FAMU has hired new staffers to enforce the new band rules as well as additional staff to ensure that new university-wide policies and practices are fully employed across the university so that all understand and honor its zero tolerance policy against hazing of any kind by any group of people associated with the university. To oversee its new efforts to address a long history of campus hazing incidents, FAMU has hired a special assistant to the president for anti-hazing.

“I see the education component as key,” says attorney Bryan Smith, the 40-year-old FAMU alum hired earlier this year for the special assistant’s post. “I think first and foremost, I can educate,” he says, illuminating on the point made by others that it will take more than just a policy to halt hazing. “That’s the challenge,” says Smith. “Changing the mentality.”
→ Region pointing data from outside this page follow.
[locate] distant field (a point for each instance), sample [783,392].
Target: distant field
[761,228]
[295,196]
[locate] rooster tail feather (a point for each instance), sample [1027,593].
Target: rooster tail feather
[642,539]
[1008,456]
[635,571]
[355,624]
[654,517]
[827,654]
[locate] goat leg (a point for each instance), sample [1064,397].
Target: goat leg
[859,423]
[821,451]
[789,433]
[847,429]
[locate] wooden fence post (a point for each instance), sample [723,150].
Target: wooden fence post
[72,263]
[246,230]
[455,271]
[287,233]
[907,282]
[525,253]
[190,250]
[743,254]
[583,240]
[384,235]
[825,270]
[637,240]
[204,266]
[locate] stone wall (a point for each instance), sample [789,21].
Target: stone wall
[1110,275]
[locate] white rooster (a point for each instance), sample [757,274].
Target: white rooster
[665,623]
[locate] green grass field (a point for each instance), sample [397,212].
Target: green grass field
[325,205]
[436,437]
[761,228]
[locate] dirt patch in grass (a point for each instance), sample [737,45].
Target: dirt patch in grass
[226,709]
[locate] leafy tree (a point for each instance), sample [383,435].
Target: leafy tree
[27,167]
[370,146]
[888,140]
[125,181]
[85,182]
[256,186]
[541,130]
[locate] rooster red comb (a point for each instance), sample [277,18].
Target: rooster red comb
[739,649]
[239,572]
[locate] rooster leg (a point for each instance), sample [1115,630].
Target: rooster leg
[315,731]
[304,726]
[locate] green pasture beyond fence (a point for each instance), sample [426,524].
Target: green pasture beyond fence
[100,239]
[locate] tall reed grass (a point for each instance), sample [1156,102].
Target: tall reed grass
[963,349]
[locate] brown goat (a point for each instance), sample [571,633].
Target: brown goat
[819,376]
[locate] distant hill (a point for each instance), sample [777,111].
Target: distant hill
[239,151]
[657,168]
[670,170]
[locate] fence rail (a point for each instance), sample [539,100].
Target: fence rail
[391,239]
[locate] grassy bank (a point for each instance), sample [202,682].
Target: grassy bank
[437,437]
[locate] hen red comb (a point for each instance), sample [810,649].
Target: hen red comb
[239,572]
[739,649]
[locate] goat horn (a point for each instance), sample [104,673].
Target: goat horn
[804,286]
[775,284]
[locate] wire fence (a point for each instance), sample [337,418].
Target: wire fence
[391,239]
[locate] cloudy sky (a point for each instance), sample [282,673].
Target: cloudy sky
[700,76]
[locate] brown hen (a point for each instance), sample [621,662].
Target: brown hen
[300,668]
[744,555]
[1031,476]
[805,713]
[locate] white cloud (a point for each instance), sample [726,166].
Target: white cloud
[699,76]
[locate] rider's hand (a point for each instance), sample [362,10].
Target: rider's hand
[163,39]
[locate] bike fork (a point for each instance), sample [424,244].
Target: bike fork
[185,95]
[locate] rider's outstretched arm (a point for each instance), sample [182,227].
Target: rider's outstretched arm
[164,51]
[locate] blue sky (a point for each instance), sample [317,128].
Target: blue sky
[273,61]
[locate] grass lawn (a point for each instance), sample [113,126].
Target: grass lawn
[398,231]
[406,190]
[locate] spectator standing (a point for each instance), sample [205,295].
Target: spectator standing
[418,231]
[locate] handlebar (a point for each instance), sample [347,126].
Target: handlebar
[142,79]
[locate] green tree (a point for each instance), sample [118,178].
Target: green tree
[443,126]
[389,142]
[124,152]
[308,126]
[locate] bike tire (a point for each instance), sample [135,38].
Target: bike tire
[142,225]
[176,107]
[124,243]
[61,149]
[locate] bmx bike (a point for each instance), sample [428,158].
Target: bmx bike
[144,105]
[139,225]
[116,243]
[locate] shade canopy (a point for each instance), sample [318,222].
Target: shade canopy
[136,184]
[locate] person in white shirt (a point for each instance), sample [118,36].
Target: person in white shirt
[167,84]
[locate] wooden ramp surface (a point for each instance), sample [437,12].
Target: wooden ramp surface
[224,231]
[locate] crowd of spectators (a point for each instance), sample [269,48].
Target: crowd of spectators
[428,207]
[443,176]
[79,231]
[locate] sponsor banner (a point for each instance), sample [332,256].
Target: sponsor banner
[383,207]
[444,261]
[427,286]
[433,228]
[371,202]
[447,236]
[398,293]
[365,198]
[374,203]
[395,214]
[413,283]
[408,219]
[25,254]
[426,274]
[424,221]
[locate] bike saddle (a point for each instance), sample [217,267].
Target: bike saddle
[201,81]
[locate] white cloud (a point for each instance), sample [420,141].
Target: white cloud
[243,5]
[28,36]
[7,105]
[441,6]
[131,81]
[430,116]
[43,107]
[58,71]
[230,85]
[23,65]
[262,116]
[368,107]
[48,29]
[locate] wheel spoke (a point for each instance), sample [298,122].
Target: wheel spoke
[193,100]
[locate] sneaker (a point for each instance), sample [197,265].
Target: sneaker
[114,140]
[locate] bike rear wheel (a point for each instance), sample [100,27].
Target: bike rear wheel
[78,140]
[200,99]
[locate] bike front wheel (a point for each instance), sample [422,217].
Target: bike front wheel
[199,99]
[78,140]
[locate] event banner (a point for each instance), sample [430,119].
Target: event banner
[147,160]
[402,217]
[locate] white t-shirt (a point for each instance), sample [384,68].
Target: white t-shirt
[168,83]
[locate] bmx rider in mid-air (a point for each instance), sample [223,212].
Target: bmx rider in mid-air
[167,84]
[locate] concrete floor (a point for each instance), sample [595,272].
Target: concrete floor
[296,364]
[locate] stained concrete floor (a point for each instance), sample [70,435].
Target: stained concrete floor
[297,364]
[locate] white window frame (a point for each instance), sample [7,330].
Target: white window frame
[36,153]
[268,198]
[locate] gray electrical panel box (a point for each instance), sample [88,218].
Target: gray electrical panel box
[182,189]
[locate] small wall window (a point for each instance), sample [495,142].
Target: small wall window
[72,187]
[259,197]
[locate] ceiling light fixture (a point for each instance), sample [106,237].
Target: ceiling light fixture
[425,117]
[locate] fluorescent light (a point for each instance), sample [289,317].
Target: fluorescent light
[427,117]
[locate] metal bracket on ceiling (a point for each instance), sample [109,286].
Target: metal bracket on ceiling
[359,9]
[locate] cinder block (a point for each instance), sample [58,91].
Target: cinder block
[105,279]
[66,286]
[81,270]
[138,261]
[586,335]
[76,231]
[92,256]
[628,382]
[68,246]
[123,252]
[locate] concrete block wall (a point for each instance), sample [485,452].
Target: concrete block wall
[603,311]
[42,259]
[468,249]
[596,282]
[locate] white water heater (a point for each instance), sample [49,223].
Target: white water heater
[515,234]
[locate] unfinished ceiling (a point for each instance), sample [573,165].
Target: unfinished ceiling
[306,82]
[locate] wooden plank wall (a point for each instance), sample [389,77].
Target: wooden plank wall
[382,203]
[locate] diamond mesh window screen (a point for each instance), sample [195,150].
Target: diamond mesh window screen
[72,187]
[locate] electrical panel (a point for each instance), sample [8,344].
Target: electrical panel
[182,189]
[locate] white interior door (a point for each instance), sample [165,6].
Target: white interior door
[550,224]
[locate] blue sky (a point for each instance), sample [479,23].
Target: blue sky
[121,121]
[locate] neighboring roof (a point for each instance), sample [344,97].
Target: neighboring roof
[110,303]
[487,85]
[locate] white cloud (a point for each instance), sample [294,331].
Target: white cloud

“You have to show the dangers and that it makes more sense to have alternative approaches,” Smith continues. Also important, he adds, is that FAMU and any institution that says it wants a culture change will have to pursue an agenda with longevity.

“People are looking to see are you really going to change,” says Smith. “They are looking for consistency” over time, adding that what people say five years or more from today will be the real measure of whether an institution has achieved a hazing culture change.

Michelle Terhune, coordinator of programs for Hazing Prevention.Org, says it’s an encouraging sign that more institutions appear to be taking the topic of hazing more seriously.

The shift in focus of the Zeta Tau Alpha Award to funding anti-hazing programs from cash awards honoring innovation in campus hazing prevention is a subtle, yet important decision by funders of that award.

Another good sign, says Terhune, is that more institutions are engaging in hazing culture change efforts year-round, not just in hazing prevention weeks.

Having ambitious programs doesn’t guarantee an institution will stop having hazing incidents, Terhune said. It does, however, enhance the likelihood of having far fewer incidents than if there were no efforts, she said.

“At the campus level, students are still grappling with the big ‘H’ and the little ‘H,’” says Dr. Lee-Olukoya. “They are trying to negotiate how bad is the hazing in order for them to negotiate their involvement in it,” she says, emphasizing that hazing is still hazing.